Als konkretes Beispiel können wir die Datei cl0002.h heranziehen. In älteren Kernel-Versionen hat diese Datei keinen Lizenz-Header. Das Projekt, in dem sich diese Datei befindet (drm/nouvuau), ist fast vollständig unter der MIT-Lizenz lizenziert. Dennoch wurde diese Datei in Linux Kernel v4.19 automatisch mit dem GPL-2.0-Lizenz-Header versehen. Später, in Linux Kernel v5.3, hat die Linux-Community das Problem bemerkt und einen Fehlerbericht zu dieser und einigen anderen Dateien (die ebenfalls fälschlicherweise mit GPLv2 statt MIT-Lizenz versehen waren) eingereicht, woraufhin die Lizenz auf den korrekten (ursprünglichen) MIT-Header geändert wurde. Der Kommentar unter diesem Commit lautet: „Durch die Massen-SPDX-Ergänzung wurden alle diese Dateien zu GPL-2.0-lizenzierten Dateien. Der Rest dieses Projekts ist jedoch MIT-lizenziert, diesen Dateien fehlte lediglich die Standardformulierung und sie wurden in das globale Update einbezogen.“

Github-Screenshot von Linux mit geänderten Lizenzen

Abbildung 1: Beispiel für einen gefälschten GPL-Lizenz-Header

Das Dilemma ergibt sich aus der Tatsache, dass der Prüfer bei der Analyse von Linux 4.19 die Frage aufwirft, welche Lizenz er dieser Datei zuweisen sollte. Soll der Lizenz im Header vertraut werden, die GPL-2.0 ist? Oder ist eine genauere Untersuchung erforderlich, um den tatsächlichen Ursprung zu ermitteln, der MIT ist?

Laut Anwälten, die auf die Einhaltung von Lizenzen spezialisiert sind, war es nicht die Absicht der „Lizenzbereinigungsaktion“, die Lizenz der Datei zu ändern. Dies geschah, weil der Algorithmus, der zur automatischen Kennzeichnung aller Quellcode-Dateien im Linux-Kernel verwendet wurde, nicht perfekt war. Dies führt zu der Annahme, dass die Lizenz, die für diese Datei befolgt werden muss, MIT und nicht GPL-2.0 ist. Auch wenn der Header etwas anderes angibt.

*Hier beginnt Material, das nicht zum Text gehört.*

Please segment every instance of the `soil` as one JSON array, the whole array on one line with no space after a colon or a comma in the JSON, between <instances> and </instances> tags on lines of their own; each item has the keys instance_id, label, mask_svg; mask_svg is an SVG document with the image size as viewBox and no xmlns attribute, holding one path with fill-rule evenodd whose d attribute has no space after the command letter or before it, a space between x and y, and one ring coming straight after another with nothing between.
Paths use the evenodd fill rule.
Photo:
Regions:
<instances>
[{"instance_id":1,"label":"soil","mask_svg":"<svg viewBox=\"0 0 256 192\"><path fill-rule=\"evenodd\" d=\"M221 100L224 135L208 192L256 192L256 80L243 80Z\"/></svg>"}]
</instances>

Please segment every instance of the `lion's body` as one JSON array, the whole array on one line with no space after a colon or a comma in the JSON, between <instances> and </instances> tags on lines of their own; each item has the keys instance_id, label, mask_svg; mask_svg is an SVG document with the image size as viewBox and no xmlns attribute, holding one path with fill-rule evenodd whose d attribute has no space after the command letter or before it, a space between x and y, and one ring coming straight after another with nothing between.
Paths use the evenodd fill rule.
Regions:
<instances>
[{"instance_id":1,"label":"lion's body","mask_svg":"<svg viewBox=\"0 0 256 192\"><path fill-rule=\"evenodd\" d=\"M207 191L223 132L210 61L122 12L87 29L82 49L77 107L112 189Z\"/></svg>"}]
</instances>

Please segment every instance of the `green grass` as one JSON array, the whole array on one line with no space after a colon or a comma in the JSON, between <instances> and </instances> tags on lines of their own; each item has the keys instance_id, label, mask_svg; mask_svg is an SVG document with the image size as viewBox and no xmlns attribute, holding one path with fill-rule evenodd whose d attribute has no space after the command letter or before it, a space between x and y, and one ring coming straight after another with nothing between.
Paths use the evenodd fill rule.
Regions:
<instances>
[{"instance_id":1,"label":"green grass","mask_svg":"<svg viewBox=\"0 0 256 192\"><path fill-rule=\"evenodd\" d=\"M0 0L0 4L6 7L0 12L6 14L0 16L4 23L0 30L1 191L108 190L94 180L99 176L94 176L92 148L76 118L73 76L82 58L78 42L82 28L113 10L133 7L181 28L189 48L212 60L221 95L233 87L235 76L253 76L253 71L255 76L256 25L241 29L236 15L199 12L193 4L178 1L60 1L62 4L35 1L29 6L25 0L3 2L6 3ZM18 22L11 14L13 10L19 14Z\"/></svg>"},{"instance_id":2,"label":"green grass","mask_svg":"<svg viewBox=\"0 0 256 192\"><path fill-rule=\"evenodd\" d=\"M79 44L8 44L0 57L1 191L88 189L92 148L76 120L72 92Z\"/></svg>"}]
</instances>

Problematisch ist nun die Tatsache, dass je nach verwendeter Linux-Kernel-Version, die Sie möglicherweise aus Gründen der Lizenzkonformität überprüfen, mehrere Dateien möglicherweise fehlerhafte Lizenzinformationen enthalten. Wenn Lizenztypen von automatischen Scan-Tools analysiert werden, die auf dem SPDX-Header basieren, oder von Prüfern, die nicht über ausreichende Erfahrung verfügen, können diese falsche Informationen in die resultierende Stückliste einfließen.

Um Dateien mit falschen Lizenz-Headern zu identifizieren, müssten die Lizenzinformationen in der aktuellen Linux-Kernel-Version immer mit anderen Informationsquellen (z. B. anderen Dateien in Untermodulen) abgeglichen werden. Dies ist bei Tausenden von Dateien mit einem hohen Aufwand verbunden. Alternativ können Tools mit einer Codeanalyse durch Kopieren und Einfügen auf eine Diskrepanz zwischen dem Lizenz-Header und der Lizenz des Codes selbst hinweisen.

Ein alternativer Ansatz zur Identifizierung einiger Dateien, die einer automatischen Lizenzklassifizierung unterzogen wurden, wäre das Durchsuchen der Commit-Nachrichten nach Lizenzen mit Kommentaren zur Lizenzidentifizierung. So können beispielsweise alle Dateien, die nach dem „Aufräumprojekt“ korrigiert wurden, leicht anhand eines bestimmten Kommentars aufgefunden und alle diese Dateien manuell analysiert werden.

Alle oben genannten und viele weitere Verfahren werden bei Software-Kompositionsanalysen eingesetzt, die von Bitsea durchgeführt werden. Dabei versuchen wir unser Bestes, um sicherzustellen, dass wir möglichst gründliche und eindeutige Ergebnisse liefern.